Churchill and Thatcher left off Tories' great Britons list

The Times
Churchill and Thatcher left off Tories' great Britons list
Philip Webster, Political Editor

Winston Churchill and Margaret Thatcher are conspicuous by their absence in a list of 12 great Britons who created the institutions that shaped the country’s history, compiled by the Conservatives and eminent historians.

The ranking was prompted as part of the Tory party’s review of the teaching of history in schools and comes after surveys showing that many children lack a basic knowledge of history.

The review is looking at ways of increasing the emphasis on narrative history, which children find more interesting and which helps to make the past more accessible to them. But the debate it stokes is likely to consume the adult population as well.

As David Willetts, the Shadow Education Secretary, said yesterday, history is always a matter of interpretation and the list is neither definitive nor exhaustive. If the aim is to provoke debate, as Mr Willetts said, it seems certain to succeed.

The list is in chronological order, and begins with Saint Columba for bringing Christianity to Britain, and ends with Nye Bevan (1897-1960), who is included for his role in creating the National Health Service.

That his is the last name on the list suggests that the historians and the Conservatives do not regard any of the institutions founded since the middle of the last century as comparable to those that came before.

Mr Willetts commented: “The loss of national memory means a loss of national identity. Britain needs to be one country — and this means that all British people must share a knowledge and understanding of the events which have made us what we are as a people.

“A country is more than an aggregation of individuals. It consists of the associations that individuals form — the institutions which bind us together in common and overlapping memberships. These institutions are the inheritance of every British child, and all British children should know about them.”

He added: “History is always a matter of interpretation, and this list is intended as neither definitive nor exhaustive. But this list should provoke thought and debate.”

The selection differs considerably from the findings of the 2002 BBC Great Britons poll in which the public voted to place 100 figures in order of greatness. Only two of those on the Tory list were selected by the public to take places in the BBC Top Ten — Isaac Newton and Oliver Cromwell.

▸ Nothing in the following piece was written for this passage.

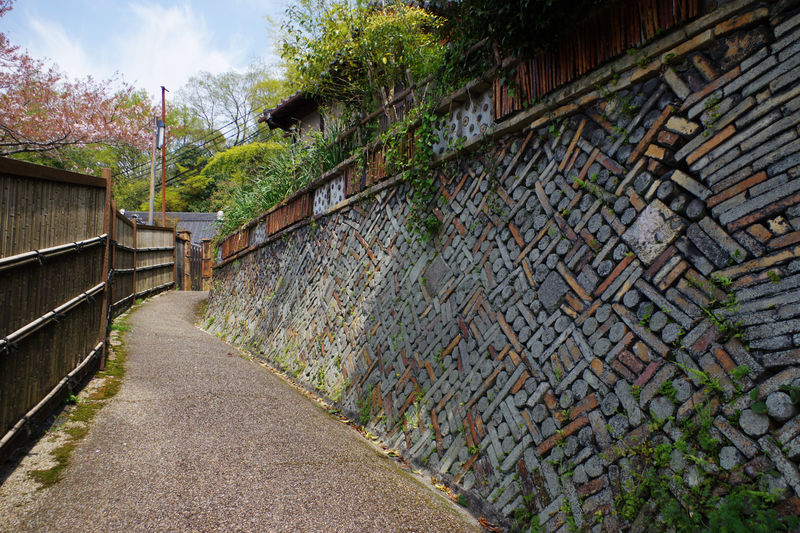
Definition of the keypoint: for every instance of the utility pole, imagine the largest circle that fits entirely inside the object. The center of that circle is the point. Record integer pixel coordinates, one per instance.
(164, 158)
(153, 172)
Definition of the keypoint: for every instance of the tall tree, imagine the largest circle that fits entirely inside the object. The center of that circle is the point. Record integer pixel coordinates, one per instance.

In the BBC vote, Churchill, whose cause was advocated by Mo Mowlam in a BBC Two debate, was victorious after 1.6 million votes were cast, beating the engineer Isambard Brunel by 456,498 votes to 398,526. Diana, Princess of Wales, came in third with 225,584 votes.

Charles Darwin was fourth, followed by William Shakespeare, Isaac Newton, Queen Elizabeth I, John Lennon, Horatio Nelson and Oliver Cromwell. The BBC was surprised that Shakespeare, voted Man of the Millennium in 2000, struggled to secure 10 per cent of the vote. He is not included in the Tory list.

The Conservatives have also invited people who would like to contribute their ideas on how history should be taught, and who they think have shaped Britain’s institutions, to e-mail their thoughts to the public services website: www.publicserviceschallenge.com.

The list was compiled from suggestions by Neil McKendrick, Emeritus Reader in History and former Master, Gonville and Caius College, Cambridge; David Starkey, author of The Monarchy of England; and Michael Burleigh, the historian and author of Earthly Powers: The Conflict Between Religion & Politics.